MUSIK IM EINKLANG MIT LITERATUR UND FILM
Die Band Raskolnikov ist international bekannt. Der Name der Band wurde in Bezug auf das psychologische Porträt der Hauptfigur Rodion Raskolnikov des Romans «Schuld und Sühne» von Dostojevskij gewählt. Zentral sind dabei die vom Dichter aufgeworfenen sozial-philosophischen Fragen, wie etwa die nach dem Bösen, dem Sinn der physischen und psychischen Schmerzen, der Legitimität von Gewalt, der Unumkehrbarkeit und der unmöglichen Erlösung. Auch weitere Referenzen der slavischen und russischen Literatur wie Gogol, Bulgakov oder Tolstoj sind für die Kunst der Band relevant. Die Band ist ein sehr interessantes multimediales Phänomen in der zeitgenössischen Kunst, da sie sich in ihrem Schaffen nicht nur an der musikalischen Kunst, sondern auch an Literatur, Philosophie, Malerei und Kino orientiert. Diese Eigenschaft zeigt sich nicht nur in der Musik selbst, sondern auch in der Gestaltung der Musik-Alben. Zum Beispiel besteht das Cover aus einer Collage, die im Vordergrund die drei Gorgonen von Gustav Klimt und ein Porträt von Emile Zola zeigt. Mathieu Spiechoyicz, der Gründer der Gruppe, sieht diese Figuren als Kampf zwischen zwei fanatischen Kräften, die um die Begriffe «Wahrheit», «Gut» und «Böse» streiten. Für Mathieu Szpiechowycz ist das „der Kampf vom Kitsch des Fortschritts gegen den reaktionären Kitsch“, „eine Art, das aufzugreifen, was Milan Kundera als Kitsch bezeichnete – die Verneinung von Idiotie“. In diesem Interview erfahren wir mehr über die Band Raskolnikov und den Musiker Mathieu Szpiechowycz.

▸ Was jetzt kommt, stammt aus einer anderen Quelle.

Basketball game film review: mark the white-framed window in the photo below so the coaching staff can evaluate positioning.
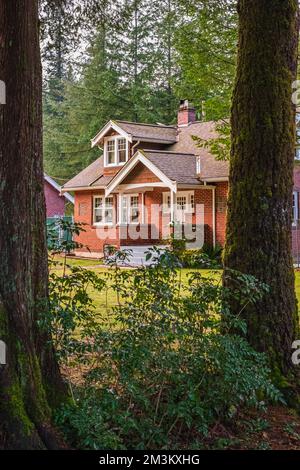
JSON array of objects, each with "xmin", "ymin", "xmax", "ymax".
[
  {"xmin": 120, "ymin": 194, "xmax": 140, "ymax": 224},
  {"xmin": 162, "ymin": 191, "xmax": 195, "ymax": 215},
  {"xmin": 295, "ymin": 147, "xmax": 300, "ymax": 161},
  {"xmin": 104, "ymin": 136, "xmax": 129, "ymax": 167},
  {"xmin": 293, "ymin": 191, "xmax": 298, "ymax": 225},
  {"xmin": 107, "ymin": 140, "xmax": 115, "ymax": 165},
  {"xmin": 162, "ymin": 193, "xmax": 171, "ymax": 213},
  {"xmin": 118, "ymin": 138, "xmax": 127, "ymax": 163},
  {"xmin": 93, "ymin": 195, "xmax": 114, "ymax": 225}
]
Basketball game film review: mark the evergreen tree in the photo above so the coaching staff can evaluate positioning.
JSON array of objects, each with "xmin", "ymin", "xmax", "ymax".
[
  {"xmin": 223, "ymin": 0, "xmax": 300, "ymax": 385},
  {"xmin": 175, "ymin": 0, "xmax": 237, "ymax": 121},
  {"xmin": 0, "ymin": 0, "xmax": 66, "ymax": 449}
]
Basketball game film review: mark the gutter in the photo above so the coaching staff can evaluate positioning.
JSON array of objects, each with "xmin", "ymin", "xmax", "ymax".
[
  {"xmin": 61, "ymin": 185, "xmax": 106, "ymax": 193},
  {"xmin": 202, "ymin": 177, "xmax": 229, "ymax": 183}
]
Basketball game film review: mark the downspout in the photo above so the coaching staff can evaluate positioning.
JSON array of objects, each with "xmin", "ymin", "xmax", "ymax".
[
  {"xmin": 131, "ymin": 140, "xmax": 140, "ymax": 156},
  {"xmin": 212, "ymin": 186, "xmax": 216, "ymax": 248}
]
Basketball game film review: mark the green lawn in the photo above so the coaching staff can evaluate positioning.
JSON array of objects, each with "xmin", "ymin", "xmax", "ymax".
[{"xmin": 54, "ymin": 256, "xmax": 300, "ymax": 317}]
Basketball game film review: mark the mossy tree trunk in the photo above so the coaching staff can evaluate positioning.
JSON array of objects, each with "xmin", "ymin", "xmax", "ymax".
[
  {"xmin": 224, "ymin": 0, "xmax": 300, "ymax": 381},
  {"xmin": 0, "ymin": 0, "xmax": 67, "ymax": 449}
]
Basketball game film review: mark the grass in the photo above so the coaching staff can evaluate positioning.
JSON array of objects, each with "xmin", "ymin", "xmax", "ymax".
[{"xmin": 53, "ymin": 255, "xmax": 300, "ymax": 318}]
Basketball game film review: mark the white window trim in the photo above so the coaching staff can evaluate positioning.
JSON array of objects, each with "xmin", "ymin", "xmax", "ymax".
[
  {"xmin": 293, "ymin": 191, "xmax": 298, "ymax": 226},
  {"xmin": 93, "ymin": 195, "xmax": 114, "ymax": 226},
  {"xmin": 104, "ymin": 136, "xmax": 129, "ymax": 167},
  {"xmin": 119, "ymin": 193, "xmax": 140, "ymax": 225},
  {"xmin": 162, "ymin": 191, "xmax": 195, "ymax": 215}
]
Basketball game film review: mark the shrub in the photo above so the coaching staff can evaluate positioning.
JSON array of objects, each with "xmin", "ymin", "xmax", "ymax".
[
  {"xmin": 168, "ymin": 231, "xmax": 223, "ymax": 269},
  {"xmin": 52, "ymin": 247, "xmax": 282, "ymax": 450}
]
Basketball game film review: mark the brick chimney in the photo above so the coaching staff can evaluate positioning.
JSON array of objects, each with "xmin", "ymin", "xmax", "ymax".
[{"xmin": 177, "ymin": 99, "xmax": 196, "ymax": 127}]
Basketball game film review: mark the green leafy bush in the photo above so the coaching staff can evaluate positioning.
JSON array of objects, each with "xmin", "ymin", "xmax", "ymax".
[
  {"xmin": 51, "ymin": 246, "xmax": 282, "ymax": 450},
  {"xmin": 168, "ymin": 231, "xmax": 223, "ymax": 269}
]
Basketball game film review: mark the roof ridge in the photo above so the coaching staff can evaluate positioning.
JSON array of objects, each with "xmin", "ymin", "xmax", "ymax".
[{"xmin": 116, "ymin": 119, "xmax": 177, "ymax": 129}]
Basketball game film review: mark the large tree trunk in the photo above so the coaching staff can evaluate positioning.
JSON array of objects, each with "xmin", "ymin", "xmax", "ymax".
[
  {"xmin": 224, "ymin": 0, "xmax": 299, "ymax": 382},
  {"xmin": 0, "ymin": 0, "xmax": 67, "ymax": 449}
]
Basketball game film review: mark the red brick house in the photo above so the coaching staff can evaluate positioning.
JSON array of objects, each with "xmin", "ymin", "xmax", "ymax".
[
  {"xmin": 62, "ymin": 101, "xmax": 300, "ymax": 263},
  {"xmin": 62, "ymin": 101, "xmax": 228, "ymax": 262},
  {"xmin": 44, "ymin": 174, "xmax": 74, "ymax": 218}
]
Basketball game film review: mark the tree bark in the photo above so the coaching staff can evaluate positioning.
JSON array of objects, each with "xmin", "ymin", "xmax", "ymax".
[
  {"xmin": 0, "ymin": 0, "xmax": 67, "ymax": 449},
  {"xmin": 224, "ymin": 0, "xmax": 300, "ymax": 384}
]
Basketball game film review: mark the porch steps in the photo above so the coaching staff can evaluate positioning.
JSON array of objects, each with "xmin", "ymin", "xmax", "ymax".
[{"xmin": 120, "ymin": 245, "xmax": 168, "ymax": 266}]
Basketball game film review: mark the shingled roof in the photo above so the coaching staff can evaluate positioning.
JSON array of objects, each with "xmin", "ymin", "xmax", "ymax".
[
  {"xmin": 115, "ymin": 121, "xmax": 178, "ymax": 144},
  {"xmin": 62, "ymin": 157, "xmax": 111, "ymax": 190},
  {"xmin": 168, "ymin": 121, "xmax": 229, "ymax": 181},
  {"xmin": 143, "ymin": 150, "xmax": 200, "ymax": 185},
  {"xmin": 63, "ymin": 119, "xmax": 229, "ymax": 191}
]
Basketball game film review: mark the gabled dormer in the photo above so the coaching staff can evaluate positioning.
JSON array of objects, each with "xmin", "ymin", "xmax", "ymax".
[{"xmin": 91, "ymin": 119, "xmax": 178, "ymax": 176}]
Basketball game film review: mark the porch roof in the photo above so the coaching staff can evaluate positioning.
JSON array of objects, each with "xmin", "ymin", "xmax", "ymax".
[
  {"xmin": 104, "ymin": 150, "xmax": 203, "ymax": 196},
  {"xmin": 143, "ymin": 150, "xmax": 200, "ymax": 185}
]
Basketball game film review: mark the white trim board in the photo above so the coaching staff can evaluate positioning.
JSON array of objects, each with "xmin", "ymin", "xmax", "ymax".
[
  {"xmin": 91, "ymin": 120, "xmax": 132, "ymax": 148},
  {"xmin": 44, "ymin": 174, "xmax": 74, "ymax": 204},
  {"xmin": 105, "ymin": 150, "xmax": 177, "ymax": 197}
]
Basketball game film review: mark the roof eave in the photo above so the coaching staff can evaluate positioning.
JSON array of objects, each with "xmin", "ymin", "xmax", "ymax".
[
  {"xmin": 61, "ymin": 185, "xmax": 106, "ymax": 192},
  {"xmin": 200, "ymin": 176, "xmax": 229, "ymax": 183},
  {"xmin": 91, "ymin": 120, "xmax": 133, "ymax": 148}
]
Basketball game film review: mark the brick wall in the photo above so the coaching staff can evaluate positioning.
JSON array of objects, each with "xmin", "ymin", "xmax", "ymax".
[
  {"xmin": 215, "ymin": 182, "xmax": 228, "ymax": 246},
  {"xmin": 44, "ymin": 180, "xmax": 65, "ymax": 218},
  {"xmin": 73, "ymin": 187, "xmax": 222, "ymax": 256},
  {"xmin": 74, "ymin": 191, "xmax": 120, "ymax": 254}
]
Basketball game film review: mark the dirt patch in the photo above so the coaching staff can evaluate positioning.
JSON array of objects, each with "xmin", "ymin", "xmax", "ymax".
[{"xmin": 203, "ymin": 406, "xmax": 300, "ymax": 450}]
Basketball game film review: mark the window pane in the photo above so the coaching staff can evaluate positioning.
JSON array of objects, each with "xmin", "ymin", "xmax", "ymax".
[
  {"xmin": 293, "ymin": 193, "xmax": 297, "ymax": 221},
  {"xmin": 118, "ymin": 139, "xmax": 127, "ymax": 163},
  {"xmin": 104, "ymin": 197, "xmax": 113, "ymax": 223},
  {"xmin": 162, "ymin": 193, "xmax": 171, "ymax": 213},
  {"xmin": 107, "ymin": 140, "xmax": 115, "ymax": 164},
  {"xmin": 94, "ymin": 197, "xmax": 103, "ymax": 208},
  {"xmin": 105, "ymin": 197, "xmax": 113, "ymax": 208},
  {"xmin": 95, "ymin": 209, "xmax": 103, "ymax": 223},
  {"xmin": 131, "ymin": 208, "xmax": 139, "ymax": 223},
  {"xmin": 177, "ymin": 196, "xmax": 186, "ymax": 210},
  {"xmin": 121, "ymin": 196, "xmax": 128, "ymax": 223},
  {"xmin": 105, "ymin": 209, "xmax": 113, "ymax": 224},
  {"xmin": 130, "ymin": 196, "xmax": 139, "ymax": 207},
  {"xmin": 130, "ymin": 196, "xmax": 139, "ymax": 223}
]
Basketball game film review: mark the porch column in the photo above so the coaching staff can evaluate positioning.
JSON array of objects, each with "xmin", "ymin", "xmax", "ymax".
[
  {"xmin": 170, "ymin": 189, "xmax": 175, "ymax": 224},
  {"xmin": 141, "ymin": 192, "xmax": 145, "ymax": 224}
]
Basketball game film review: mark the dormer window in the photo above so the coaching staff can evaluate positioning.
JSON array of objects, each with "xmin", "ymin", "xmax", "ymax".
[
  {"xmin": 118, "ymin": 138, "xmax": 127, "ymax": 163},
  {"xmin": 104, "ymin": 136, "xmax": 129, "ymax": 167},
  {"xmin": 107, "ymin": 140, "xmax": 115, "ymax": 164}
]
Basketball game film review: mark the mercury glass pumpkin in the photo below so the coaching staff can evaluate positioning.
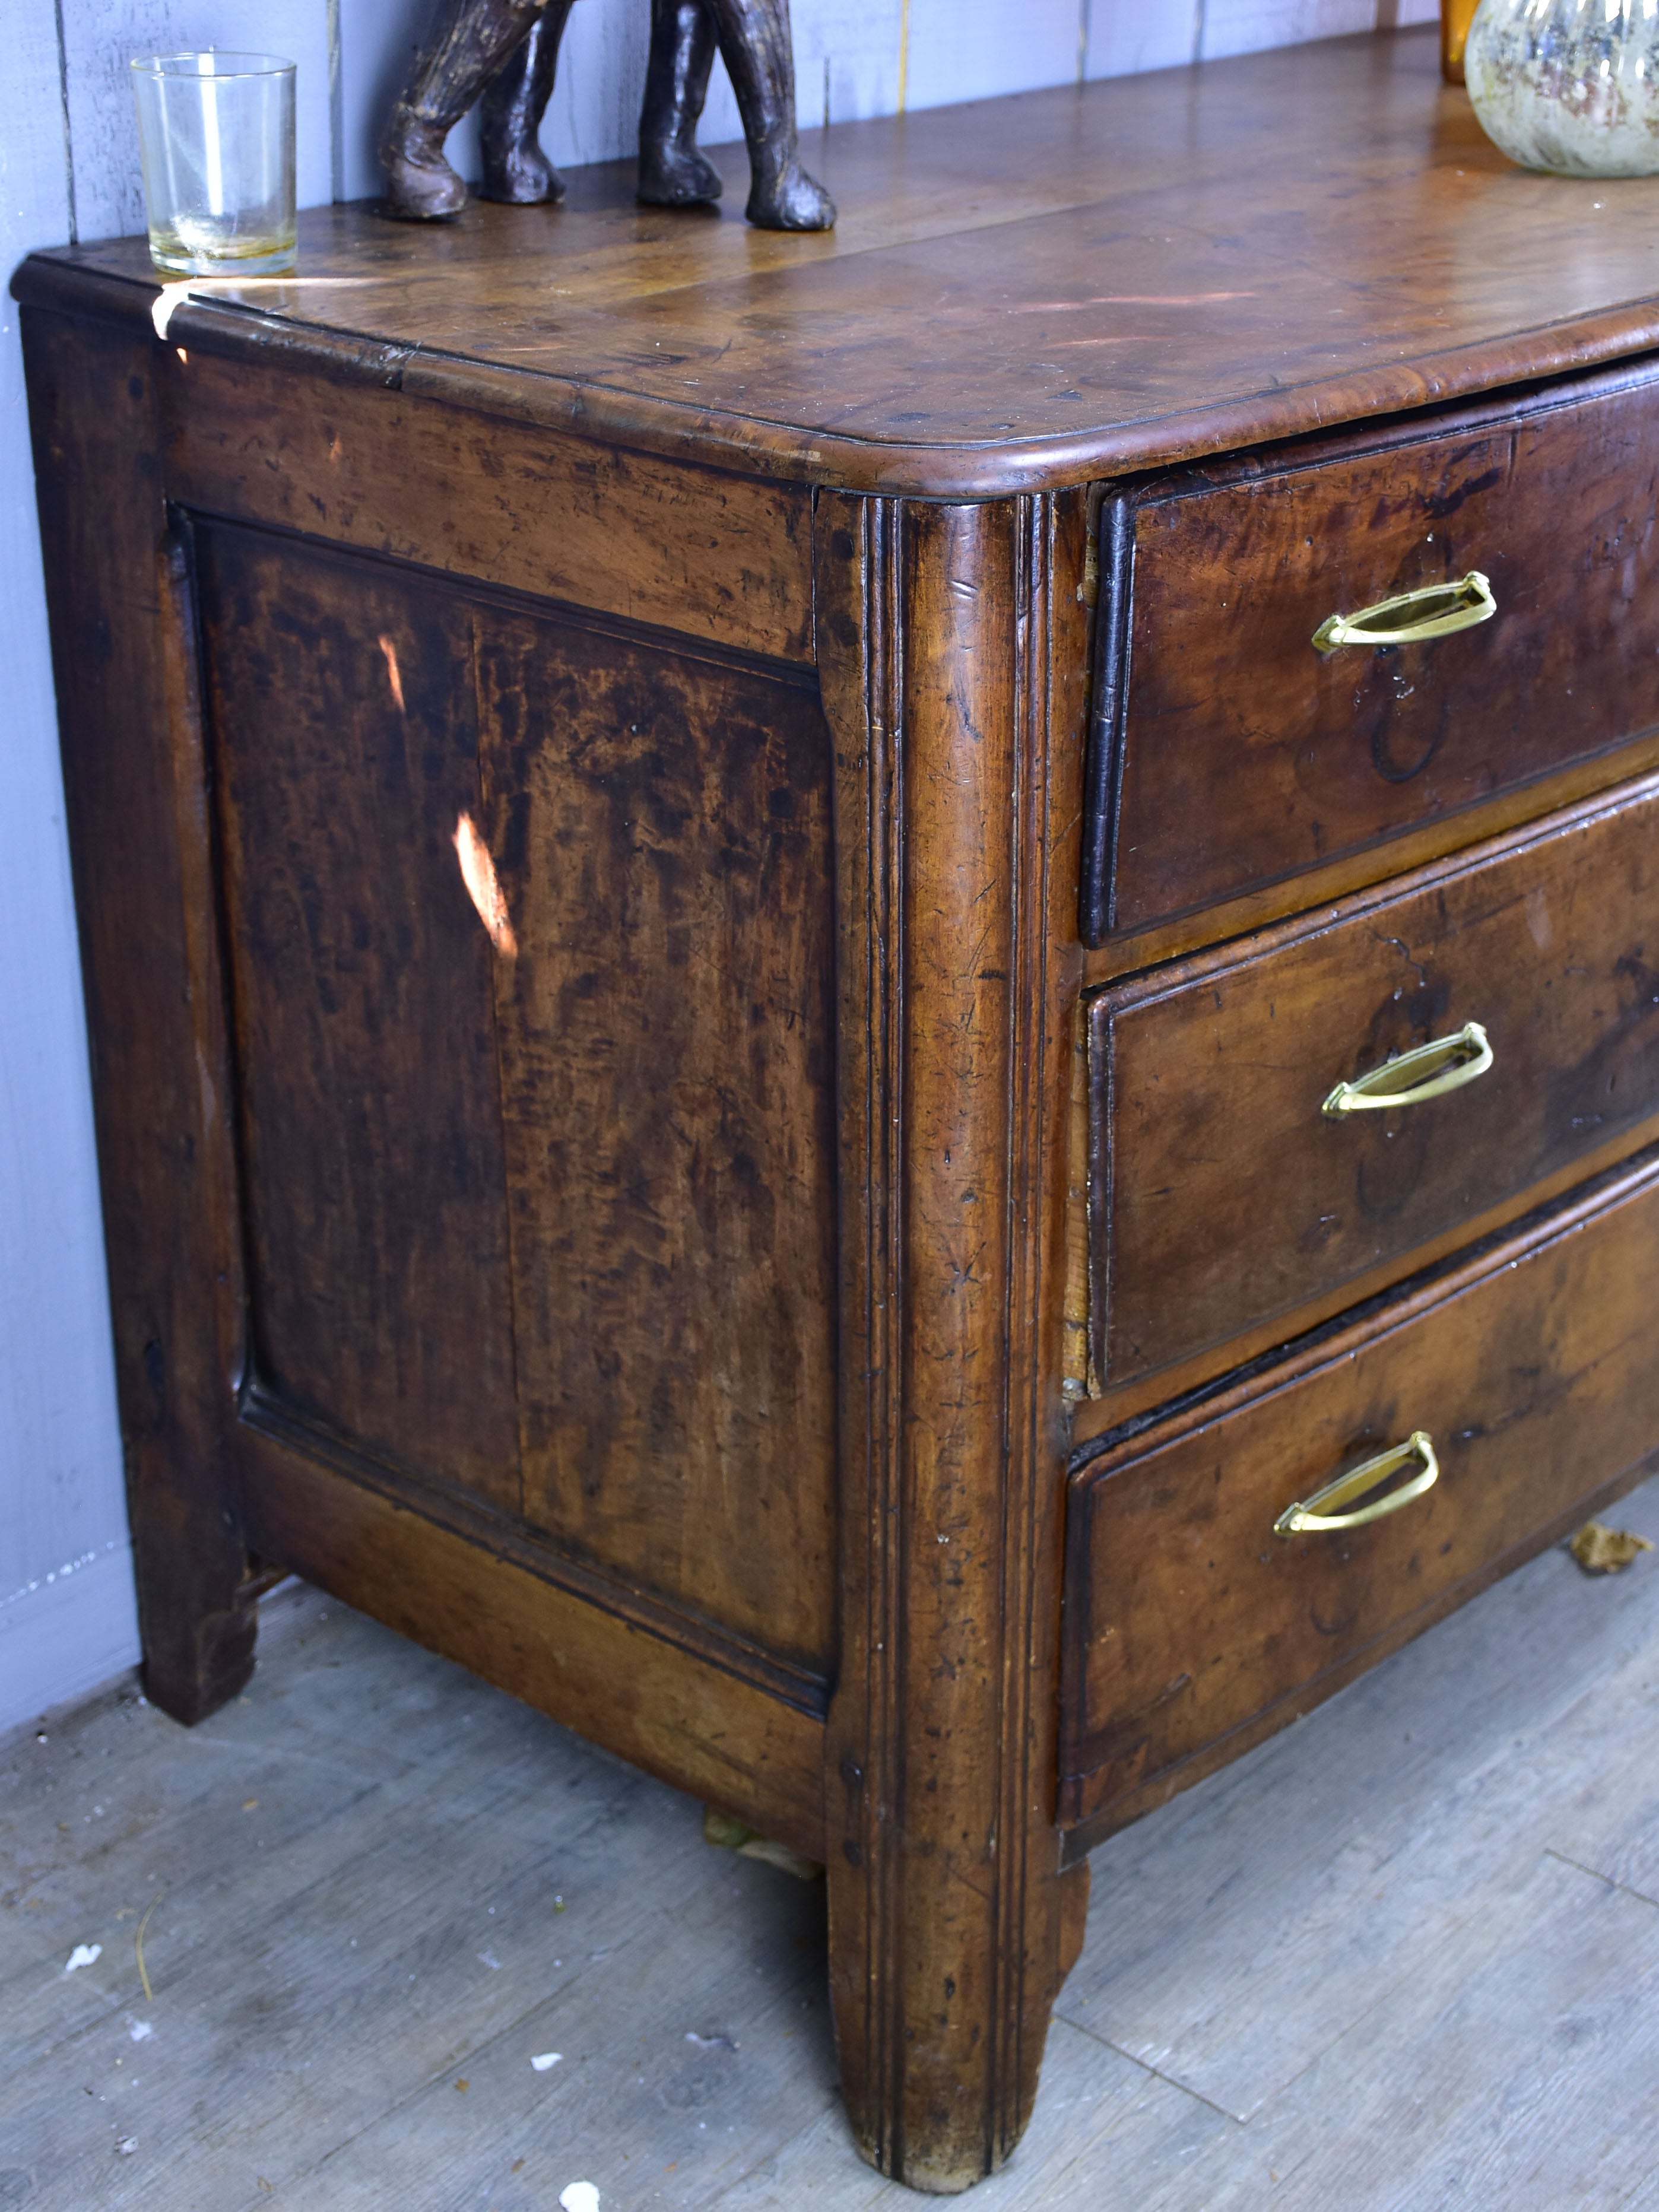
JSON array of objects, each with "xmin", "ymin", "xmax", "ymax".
[{"xmin": 1465, "ymin": 0, "xmax": 1659, "ymax": 176}]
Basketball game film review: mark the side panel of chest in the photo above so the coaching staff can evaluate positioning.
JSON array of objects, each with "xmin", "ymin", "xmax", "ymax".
[{"xmin": 196, "ymin": 521, "xmax": 839, "ymax": 1681}]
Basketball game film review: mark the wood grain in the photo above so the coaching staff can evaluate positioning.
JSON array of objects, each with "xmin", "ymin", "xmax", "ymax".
[
  {"xmin": 24, "ymin": 27, "xmax": 1659, "ymax": 2192},
  {"xmin": 473, "ymin": 605, "xmax": 840, "ymax": 1675},
  {"xmin": 1086, "ymin": 363, "xmax": 1659, "ymax": 938},
  {"xmin": 1062, "ymin": 1149, "xmax": 1659, "ymax": 1832},
  {"xmin": 239, "ymin": 1429, "xmax": 827, "ymax": 1855},
  {"xmin": 817, "ymin": 488, "xmax": 1088, "ymax": 2188},
  {"xmin": 21, "ymin": 30, "xmax": 1659, "ymax": 494},
  {"xmin": 199, "ymin": 524, "xmax": 524, "ymax": 1519},
  {"xmin": 20, "ymin": 306, "xmax": 255, "ymax": 1725},
  {"xmin": 1090, "ymin": 775, "xmax": 1659, "ymax": 1390},
  {"xmin": 1078, "ymin": 722, "xmax": 1659, "ymax": 990},
  {"xmin": 161, "ymin": 348, "xmax": 815, "ymax": 663}
]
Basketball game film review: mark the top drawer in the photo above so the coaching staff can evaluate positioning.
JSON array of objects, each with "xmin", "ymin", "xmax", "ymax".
[{"xmin": 1083, "ymin": 364, "xmax": 1659, "ymax": 942}]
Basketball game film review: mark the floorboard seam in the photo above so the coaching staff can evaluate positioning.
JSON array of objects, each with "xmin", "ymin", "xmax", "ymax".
[
  {"xmin": 1542, "ymin": 1844, "xmax": 1659, "ymax": 1912},
  {"xmin": 1048, "ymin": 2010, "xmax": 1248, "ymax": 2124},
  {"xmin": 1056, "ymin": 1867, "xmax": 1531, "ymax": 2140}
]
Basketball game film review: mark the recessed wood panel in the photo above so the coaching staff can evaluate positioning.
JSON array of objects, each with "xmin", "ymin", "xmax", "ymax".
[
  {"xmin": 198, "ymin": 526, "xmax": 522, "ymax": 1514},
  {"xmin": 472, "ymin": 612, "xmax": 839, "ymax": 1675},
  {"xmin": 1086, "ymin": 369, "xmax": 1659, "ymax": 938}
]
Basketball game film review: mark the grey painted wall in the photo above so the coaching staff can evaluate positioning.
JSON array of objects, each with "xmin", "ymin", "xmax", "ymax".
[{"xmin": 0, "ymin": 0, "xmax": 1433, "ymax": 1733}]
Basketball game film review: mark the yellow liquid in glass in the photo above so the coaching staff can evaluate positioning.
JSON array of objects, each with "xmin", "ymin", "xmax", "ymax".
[{"xmin": 148, "ymin": 218, "xmax": 297, "ymax": 278}]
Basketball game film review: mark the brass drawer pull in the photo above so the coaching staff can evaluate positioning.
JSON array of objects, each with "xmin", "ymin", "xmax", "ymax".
[
  {"xmin": 1274, "ymin": 1430, "xmax": 1439, "ymax": 1538},
  {"xmin": 1312, "ymin": 569, "xmax": 1496, "ymax": 653},
  {"xmin": 1322, "ymin": 1019, "xmax": 1492, "ymax": 1118}
]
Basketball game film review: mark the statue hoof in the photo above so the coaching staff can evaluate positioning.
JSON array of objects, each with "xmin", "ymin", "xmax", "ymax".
[
  {"xmin": 746, "ymin": 162, "xmax": 836, "ymax": 232},
  {"xmin": 637, "ymin": 141, "xmax": 725, "ymax": 207},
  {"xmin": 380, "ymin": 110, "xmax": 467, "ymax": 220},
  {"xmin": 480, "ymin": 139, "xmax": 566, "ymax": 205}
]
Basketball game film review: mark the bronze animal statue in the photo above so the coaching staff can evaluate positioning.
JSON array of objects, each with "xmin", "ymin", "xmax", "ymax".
[{"xmin": 380, "ymin": 0, "xmax": 834, "ymax": 230}]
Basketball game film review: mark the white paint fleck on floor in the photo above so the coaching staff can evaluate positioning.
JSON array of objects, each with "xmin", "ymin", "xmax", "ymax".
[{"xmin": 4, "ymin": 1472, "xmax": 1658, "ymax": 2210}]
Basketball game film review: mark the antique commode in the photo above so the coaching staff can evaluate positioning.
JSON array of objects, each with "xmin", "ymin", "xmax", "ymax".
[{"xmin": 19, "ymin": 28, "xmax": 1659, "ymax": 2191}]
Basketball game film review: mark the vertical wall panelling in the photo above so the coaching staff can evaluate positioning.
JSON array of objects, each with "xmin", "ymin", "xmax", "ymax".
[
  {"xmin": 768, "ymin": 0, "xmax": 903, "ymax": 147},
  {"xmin": 57, "ymin": 0, "xmax": 334, "ymax": 245},
  {"xmin": 1085, "ymin": 0, "xmax": 1433, "ymax": 75},
  {"xmin": 903, "ymin": 0, "xmax": 1079, "ymax": 111},
  {"xmin": 0, "ymin": 0, "xmax": 134, "ymax": 1731},
  {"xmin": 1200, "ymin": 0, "xmax": 1434, "ymax": 60}
]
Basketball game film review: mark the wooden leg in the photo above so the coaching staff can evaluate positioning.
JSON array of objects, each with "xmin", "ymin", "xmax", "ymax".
[
  {"xmin": 816, "ymin": 491, "xmax": 1090, "ymax": 2186},
  {"xmin": 23, "ymin": 311, "xmax": 255, "ymax": 1725}
]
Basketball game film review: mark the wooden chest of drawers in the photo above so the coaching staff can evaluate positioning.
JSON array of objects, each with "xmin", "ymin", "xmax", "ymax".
[{"xmin": 19, "ymin": 27, "xmax": 1659, "ymax": 2194}]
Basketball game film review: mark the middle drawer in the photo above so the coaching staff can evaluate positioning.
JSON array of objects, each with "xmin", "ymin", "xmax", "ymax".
[{"xmin": 1087, "ymin": 774, "xmax": 1659, "ymax": 1391}]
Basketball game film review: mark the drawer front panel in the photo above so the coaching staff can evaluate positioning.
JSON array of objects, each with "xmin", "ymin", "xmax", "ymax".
[
  {"xmin": 1085, "ymin": 367, "xmax": 1659, "ymax": 940},
  {"xmin": 1090, "ymin": 777, "xmax": 1659, "ymax": 1390},
  {"xmin": 1062, "ymin": 1154, "xmax": 1659, "ymax": 1831}
]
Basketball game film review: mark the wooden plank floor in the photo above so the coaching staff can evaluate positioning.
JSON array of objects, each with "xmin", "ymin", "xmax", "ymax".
[{"xmin": 5, "ymin": 1472, "xmax": 1658, "ymax": 2211}]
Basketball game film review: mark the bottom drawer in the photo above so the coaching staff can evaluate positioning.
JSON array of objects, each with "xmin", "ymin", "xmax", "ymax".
[{"xmin": 1061, "ymin": 1151, "xmax": 1659, "ymax": 1837}]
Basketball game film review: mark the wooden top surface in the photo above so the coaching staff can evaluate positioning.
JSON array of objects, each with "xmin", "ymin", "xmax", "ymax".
[{"xmin": 22, "ymin": 27, "xmax": 1659, "ymax": 493}]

J.W.: Zu Beginn unseres Gesprächs möchte ich Sie bitten, uns ein wenig über sich selbst zu erzählen. Ihr Leben ist sehr interessant und vielseitig. Sie sind in Frankreich geboren und sind nicht nur Musiker, Sänger und Komponist…
M.S.: Ich komme ursprünglich aus Reims in der Champagne, wo ich auch aufgewachsen bin. Ich habe in Lyon Handel, interkulturelle und internationale Beziehungen studiert. Ich spreche Französisch, Italienisch, Deutsch, Englisch, ein wenig Spanisch, Polnisch und lerne jetzt Russisch als Gasthörer an der Universität Konstanz.
Ich bin Büroangestellter in einem Industrieunternehmen im Thurgau und übersetze geschäftliche und technische Inhalte aus dem Deutschen ins Französische, Englische und Italienische. Ich lebe seit zehn Jahren in Kreuzlingen.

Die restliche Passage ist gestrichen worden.